A major challenge facing the computer and communications security community is determining algorithms for detecting security events using only network data. A security event is defined here not as an attempted attack, but as a successful attack (resulting in a compromised host, for example). One of the requirements for detecting security events using network data is the ability to properly evaluate and compare similar detectors. For example, current practice does not include stating the conditions under which one particular detector will perform better than another. As a result the best approaches to solving particular network security problems are not known. My research therefore focuses on the development and evaluation of network security approaches.
My general interest in network security is in determining what can be detected given primarily connection information. I work with limited data, such as flow data, because I am particularly interested in very large networks ( e.g., international or government organizations), which often cannot collect individual packet header information due to the volume of traffic passing through them. I am working on two projects in this area: scan detection and the identification of compromised hosts.
Scans have been identified as preceding approximately 50\% of attacks, and have also been used for detecting particular types of worms. Current approaches to scan detection require packet-level information, bidirectional data or knowledge of the network. One of the better detection methods is the Threshold Random Walk (TRW), which requires either the ability to see replies to connection requests or knowledge of what hosts are on a network. In contrast, we have designed a system, which is currently in operational use at a large organization, based solely on unidirectional flow information. One of the challenges that this approach still faces is the ability to detect stealthy scans, such as scans that are very slow or that are targeted only against existing hosts. I am interested in detecting such scans as an extension of my PhD dissertation, which focused on detecting distributed scans.
In addition to detecting scans, which can be used to determine potential adversary targets, it is also important to identify compromised hosts. I have developed an initial prototype of a system that detects anomalous network activity on a per host basis by comparing current activity to a baseline. This approach shows promise, but requires further investigation. Open issues include determining the best methods for baselining and the ideal time scale, how the baseline could or should be updated over time, and how far from the baseline is considered an acceptable deviation. In addition, studies will need to be performed to determine the actual true and false positive rates achieved by this approach, along with user studies to determine if this rate is acceptable in practice.
There are two approaches generally used to evaluate new network security techniques, the first of which uses a data set specifically developed for testing and comparing anomaly-based intrusion detection systems. However, this data set suffers from several flaws and is now over five years old. The second approach uses network traces gathered from live networks to test detectors. However, this approach suffers from a lack of ground truth --- we do not know where all of the attacks are. Also, results obtained in one network environment do not
necessarily reflect the results that would be obtained given a different environment.
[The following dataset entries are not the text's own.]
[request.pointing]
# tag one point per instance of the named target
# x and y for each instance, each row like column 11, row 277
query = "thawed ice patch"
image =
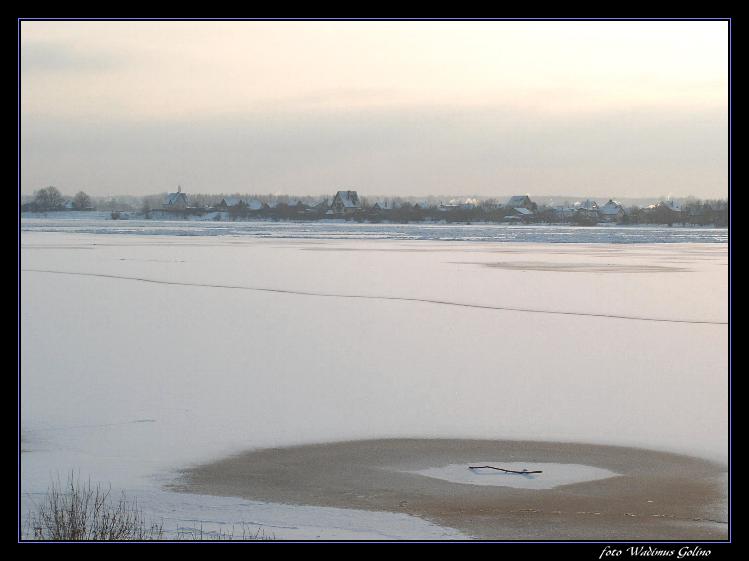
column 552, row 474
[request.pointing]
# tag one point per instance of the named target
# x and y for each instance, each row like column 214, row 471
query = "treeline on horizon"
column 694, row 211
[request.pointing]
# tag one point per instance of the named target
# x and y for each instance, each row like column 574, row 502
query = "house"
column 345, row 202
column 521, row 201
column 612, row 211
column 587, row 211
column 231, row 202
column 175, row 201
column 563, row 213
column 255, row 204
column 520, row 214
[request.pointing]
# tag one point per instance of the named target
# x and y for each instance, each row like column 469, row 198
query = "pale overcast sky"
column 624, row 109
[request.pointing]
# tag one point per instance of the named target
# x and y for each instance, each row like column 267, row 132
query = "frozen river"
column 142, row 354
column 337, row 229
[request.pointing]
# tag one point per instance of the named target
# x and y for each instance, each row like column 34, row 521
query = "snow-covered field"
column 144, row 354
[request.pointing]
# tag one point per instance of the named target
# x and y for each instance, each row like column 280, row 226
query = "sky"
column 601, row 109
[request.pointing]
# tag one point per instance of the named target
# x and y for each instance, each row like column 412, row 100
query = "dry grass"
column 80, row 511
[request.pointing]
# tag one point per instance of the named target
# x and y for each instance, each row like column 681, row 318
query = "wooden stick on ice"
column 525, row 471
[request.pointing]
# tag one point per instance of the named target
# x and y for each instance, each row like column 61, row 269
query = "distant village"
column 349, row 205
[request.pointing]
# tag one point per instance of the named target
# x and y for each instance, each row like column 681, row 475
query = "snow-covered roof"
column 174, row 198
column 349, row 199
column 611, row 207
column 518, row 200
column 587, row 204
column 232, row 201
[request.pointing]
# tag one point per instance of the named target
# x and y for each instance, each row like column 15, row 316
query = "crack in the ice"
column 375, row 297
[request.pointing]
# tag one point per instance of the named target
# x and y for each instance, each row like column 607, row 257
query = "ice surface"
column 336, row 229
column 553, row 475
column 128, row 381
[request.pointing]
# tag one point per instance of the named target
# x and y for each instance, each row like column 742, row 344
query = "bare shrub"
column 79, row 511
column 82, row 512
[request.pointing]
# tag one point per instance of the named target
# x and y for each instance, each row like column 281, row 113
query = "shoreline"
column 657, row 495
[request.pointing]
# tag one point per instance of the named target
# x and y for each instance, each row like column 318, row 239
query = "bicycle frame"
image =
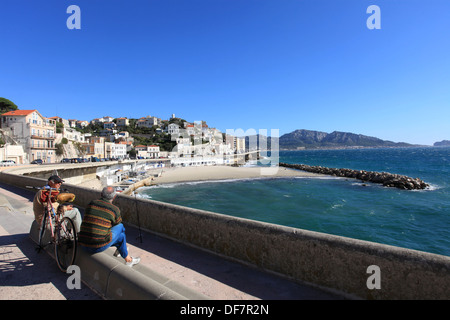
column 49, row 213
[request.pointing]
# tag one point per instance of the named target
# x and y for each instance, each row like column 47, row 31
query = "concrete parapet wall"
column 113, row 280
column 333, row 262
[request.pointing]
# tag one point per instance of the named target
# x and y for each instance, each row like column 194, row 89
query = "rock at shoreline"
column 385, row 178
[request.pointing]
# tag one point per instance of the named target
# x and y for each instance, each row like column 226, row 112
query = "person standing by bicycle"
column 102, row 227
column 54, row 182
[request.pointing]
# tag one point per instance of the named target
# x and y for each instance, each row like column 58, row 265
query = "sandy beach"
column 175, row 175
column 190, row 174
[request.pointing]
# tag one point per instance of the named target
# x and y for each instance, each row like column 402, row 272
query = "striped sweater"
column 100, row 216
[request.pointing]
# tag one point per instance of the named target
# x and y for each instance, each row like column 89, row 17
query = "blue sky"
column 237, row 64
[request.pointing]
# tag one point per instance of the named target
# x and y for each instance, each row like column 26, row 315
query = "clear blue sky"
column 249, row 64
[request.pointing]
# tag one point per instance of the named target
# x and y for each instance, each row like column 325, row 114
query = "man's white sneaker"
column 133, row 261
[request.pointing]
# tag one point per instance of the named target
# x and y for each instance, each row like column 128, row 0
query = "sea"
column 346, row 207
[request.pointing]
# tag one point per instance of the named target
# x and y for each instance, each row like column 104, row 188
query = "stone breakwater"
column 385, row 178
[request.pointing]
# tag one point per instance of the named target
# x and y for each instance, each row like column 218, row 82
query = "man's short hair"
column 109, row 193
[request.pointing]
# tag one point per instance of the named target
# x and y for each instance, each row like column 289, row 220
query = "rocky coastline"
column 385, row 178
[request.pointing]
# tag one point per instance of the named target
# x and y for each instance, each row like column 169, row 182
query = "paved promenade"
column 25, row 274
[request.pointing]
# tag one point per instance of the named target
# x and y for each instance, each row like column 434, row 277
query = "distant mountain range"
column 443, row 143
column 309, row 139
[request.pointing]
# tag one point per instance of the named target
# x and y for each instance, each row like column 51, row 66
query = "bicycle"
column 63, row 232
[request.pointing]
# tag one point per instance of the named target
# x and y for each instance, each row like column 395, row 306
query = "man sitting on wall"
column 102, row 227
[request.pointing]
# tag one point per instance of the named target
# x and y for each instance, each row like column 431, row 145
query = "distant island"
column 310, row 139
column 443, row 143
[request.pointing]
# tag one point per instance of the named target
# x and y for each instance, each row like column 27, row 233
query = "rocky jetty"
column 385, row 178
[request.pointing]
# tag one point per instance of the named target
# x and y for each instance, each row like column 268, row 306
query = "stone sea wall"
column 385, row 178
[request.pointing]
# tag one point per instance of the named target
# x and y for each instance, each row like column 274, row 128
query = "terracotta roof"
column 18, row 112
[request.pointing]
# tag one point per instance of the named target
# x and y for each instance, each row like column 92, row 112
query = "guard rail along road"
column 360, row 269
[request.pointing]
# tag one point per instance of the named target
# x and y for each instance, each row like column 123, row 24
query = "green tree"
column 6, row 105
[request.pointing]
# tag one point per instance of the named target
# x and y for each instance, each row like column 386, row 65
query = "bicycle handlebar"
column 46, row 188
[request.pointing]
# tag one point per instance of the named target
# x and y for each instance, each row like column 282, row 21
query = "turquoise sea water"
column 412, row 219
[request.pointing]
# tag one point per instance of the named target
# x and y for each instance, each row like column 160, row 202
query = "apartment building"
column 151, row 152
column 33, row 131
column 95, row 147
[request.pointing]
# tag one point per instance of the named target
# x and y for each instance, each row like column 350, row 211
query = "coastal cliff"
column 385, row 178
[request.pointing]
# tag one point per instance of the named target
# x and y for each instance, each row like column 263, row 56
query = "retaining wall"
column 329, row 261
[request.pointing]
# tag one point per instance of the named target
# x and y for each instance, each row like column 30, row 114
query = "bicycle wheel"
column 65, row 243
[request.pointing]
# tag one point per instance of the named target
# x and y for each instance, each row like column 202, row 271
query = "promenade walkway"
column 25, row 274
For my dissertation I developed a new evaluation methodology based on logistic regression modeling of the true positive rate of a detector. Ground truth was obtained by performing the attacks using the DETER network (http://www.isi.edu/deter), which were combined with traffic gathered from live networks. Key characteristics that were suspected to contribute to the true and false positive rates were identified and used to design a representative data set for training a logistic regression model of the detector's true positive rate. The model was tested using a second data set constructed using a similar process. Additionally, a third data set was constructed where the background noise was gathered from networks that had not been used in the training or testing process. This evaluation methodology was also used on a second detector, demonstrating how the logistic regression equations can be used to compare two detectors in terms of the conditions under which each performs best.
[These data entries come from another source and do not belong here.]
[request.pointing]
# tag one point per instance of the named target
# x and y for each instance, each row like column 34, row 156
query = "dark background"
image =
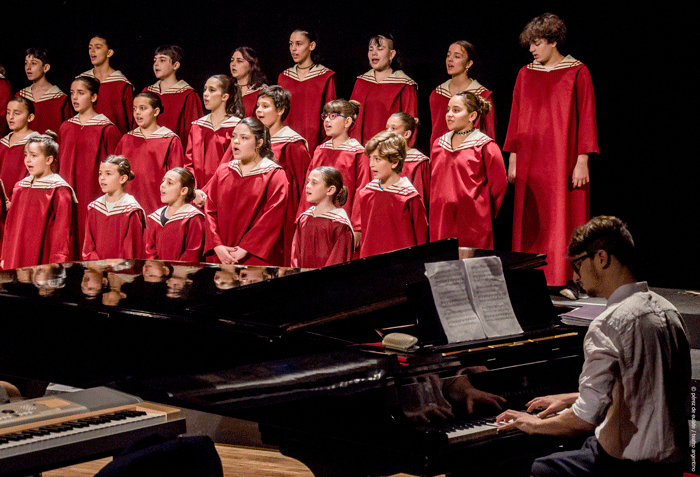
column 639, row 55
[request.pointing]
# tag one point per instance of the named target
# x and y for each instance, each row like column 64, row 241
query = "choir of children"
column 257, row 190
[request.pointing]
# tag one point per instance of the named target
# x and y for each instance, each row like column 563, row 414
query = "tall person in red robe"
column 341, row 151
column 20, row 112
column 116, row 96
column 460, row 58
column 311, row 85
column 152, row 150
column 468, row 176
column 382, row 91
column 323, row 233
column 289, row 150
column 416, row 167
column 246, row 70
column 115, row 221
column 5, row 96
column 247, row 202
column 85, row 139
column 552, row 131
column 51, row 105
column 176, row 231
column 210, row 136
column 388, row 213
column 180, row 100
column 39, row 226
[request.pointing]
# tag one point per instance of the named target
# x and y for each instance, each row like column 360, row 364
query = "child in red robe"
column 460, row 58
column 210, row 136
column 86, row 139
column 468, row 177
column 116, row 96
column 382, row 91
column 39, row 226
column 311, row 85
column 246, row 70
column 181, row 102
column 176, row 231
column 323, row 233
column 20, row 112
column 247, row 201
column 416, row 167
column 388, row 213
column 341, row 151
column 289, row 150
column 115, row 221
column 152, row 150
column 50, row 103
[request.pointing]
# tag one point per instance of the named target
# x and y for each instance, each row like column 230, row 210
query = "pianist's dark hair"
column 604, row 232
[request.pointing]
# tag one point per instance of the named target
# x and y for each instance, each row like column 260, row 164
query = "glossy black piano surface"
column 297, row 351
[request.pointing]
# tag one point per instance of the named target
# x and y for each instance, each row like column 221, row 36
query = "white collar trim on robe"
column 52, row 93
column 99, row 120
column 287, row 134
column 113, row 78
column 351, row 144
column 159, row 133
column 52, row 181
column 183, row 213
column 314, row 71
column 414, row 155
column 229, row 122
column 179, row 87
column 265, row 165
column 402, row 187
column 474, row 139
column 6, row 140
column 568, row 62
column 336, row 215
column 444, row 89
column 397, row 77
column 126, row 204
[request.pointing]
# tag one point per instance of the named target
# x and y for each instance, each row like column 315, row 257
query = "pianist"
column 634, row 382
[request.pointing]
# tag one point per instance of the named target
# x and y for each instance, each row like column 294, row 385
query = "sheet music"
column 457, row 314
column 489, row 294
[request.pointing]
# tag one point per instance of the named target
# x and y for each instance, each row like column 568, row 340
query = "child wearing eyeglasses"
column 341, row 151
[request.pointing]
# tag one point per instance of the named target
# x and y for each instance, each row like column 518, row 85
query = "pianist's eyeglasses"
column 576, row 263
column 331, row 116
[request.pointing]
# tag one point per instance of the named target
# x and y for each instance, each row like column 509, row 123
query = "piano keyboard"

Future research on this methodology includes determining if this approach can be more generally applied. It needs to be tested against multiple detectors of different types and complexities in order to determine if it can be generalized. A more generic approach or set of guidelines will follow from these tests, so that others can apply this methodology to their own detectors. The end goal is to develop a methodology that, when applied to a single detector, provides a model that indicates the variables that are important to the performance of the detector. Further, the model will indicate what the expected true and false positive rates would be for this detector when applied in new environments.